James Monk, one of my Business West colleagues who is commercial director and lives in the area, seemed to hit the nail on the head when he told me:
“Valleys teaming with enterprise, companies not just serving the local needs and possibly delivering them by bicycle but creating innovative productions and solutions and exporting them to the world.”
“What’s not to like?”
James is right.
There are just over 4,000 companies based in Stroud and the Five Valleys - and apart from the large firms like Renishaw and Ecotricity, most are SMEs.
I seem to remember a statistic some time ago saying there were more potters here than in any other part of the country.
Led by Dale Vince predominantly, I think that Stroud could well soon become the greenest town in Britain.
And last week in my column for local newspapers I praised the council’s strategy to become carbon neutral by 2030.
But following this award, I believe the district must up its game on the support it gives to local business.
Despite assurances, I have not seen any sign of a coherent plan yet to support and attract business to the area.

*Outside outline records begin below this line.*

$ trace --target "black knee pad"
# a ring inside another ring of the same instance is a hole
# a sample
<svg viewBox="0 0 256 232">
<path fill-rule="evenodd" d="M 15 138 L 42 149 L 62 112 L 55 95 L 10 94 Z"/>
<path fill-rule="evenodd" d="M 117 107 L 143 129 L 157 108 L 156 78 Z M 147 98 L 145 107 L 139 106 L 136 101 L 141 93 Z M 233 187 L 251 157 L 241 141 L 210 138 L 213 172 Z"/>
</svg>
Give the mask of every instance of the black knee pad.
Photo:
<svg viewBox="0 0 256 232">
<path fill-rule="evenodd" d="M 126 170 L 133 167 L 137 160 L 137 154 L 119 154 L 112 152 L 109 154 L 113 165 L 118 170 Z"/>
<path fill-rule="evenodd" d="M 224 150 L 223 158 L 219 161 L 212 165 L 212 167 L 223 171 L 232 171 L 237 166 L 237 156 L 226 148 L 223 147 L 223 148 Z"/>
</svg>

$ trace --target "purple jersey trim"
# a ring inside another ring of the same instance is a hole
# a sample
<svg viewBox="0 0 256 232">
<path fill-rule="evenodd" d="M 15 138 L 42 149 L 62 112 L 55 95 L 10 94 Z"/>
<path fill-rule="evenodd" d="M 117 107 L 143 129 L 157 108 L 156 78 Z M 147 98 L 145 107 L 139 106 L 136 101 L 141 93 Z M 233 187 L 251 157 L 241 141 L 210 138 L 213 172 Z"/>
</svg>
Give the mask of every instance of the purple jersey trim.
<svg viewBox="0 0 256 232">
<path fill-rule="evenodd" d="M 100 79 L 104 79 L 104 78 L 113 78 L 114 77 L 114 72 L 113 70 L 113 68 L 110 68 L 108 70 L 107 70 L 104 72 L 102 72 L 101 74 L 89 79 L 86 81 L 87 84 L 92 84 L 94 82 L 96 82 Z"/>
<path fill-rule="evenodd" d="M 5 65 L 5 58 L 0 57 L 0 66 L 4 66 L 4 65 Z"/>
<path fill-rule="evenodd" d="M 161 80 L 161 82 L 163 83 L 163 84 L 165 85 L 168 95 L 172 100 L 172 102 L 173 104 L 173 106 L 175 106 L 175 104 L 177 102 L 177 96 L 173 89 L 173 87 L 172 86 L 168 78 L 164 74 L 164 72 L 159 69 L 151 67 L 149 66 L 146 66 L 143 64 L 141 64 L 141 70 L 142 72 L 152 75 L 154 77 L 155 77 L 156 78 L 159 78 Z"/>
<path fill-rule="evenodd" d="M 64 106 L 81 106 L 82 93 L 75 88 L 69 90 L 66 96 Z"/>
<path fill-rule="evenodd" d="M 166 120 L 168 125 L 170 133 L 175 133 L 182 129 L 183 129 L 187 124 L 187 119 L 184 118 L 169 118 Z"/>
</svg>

It appears there are real commercial planning issues that businesses face in Stroud and they must solve this to prevent firms moving out of the area.
This award, and the resultant publicity from it, will doubtless encourage more people to set up their own companies here in the shadow of coronavirus.
I know that many people who used to travel to London for business from the area are now working from home and some of those will be keen to set up on their own.
They must have more support commercially.
I take nothing away from the Sunday Times award. But business is the future lifeblood of any area and Stroud is now being given a starter for ten to up its support. It must take it.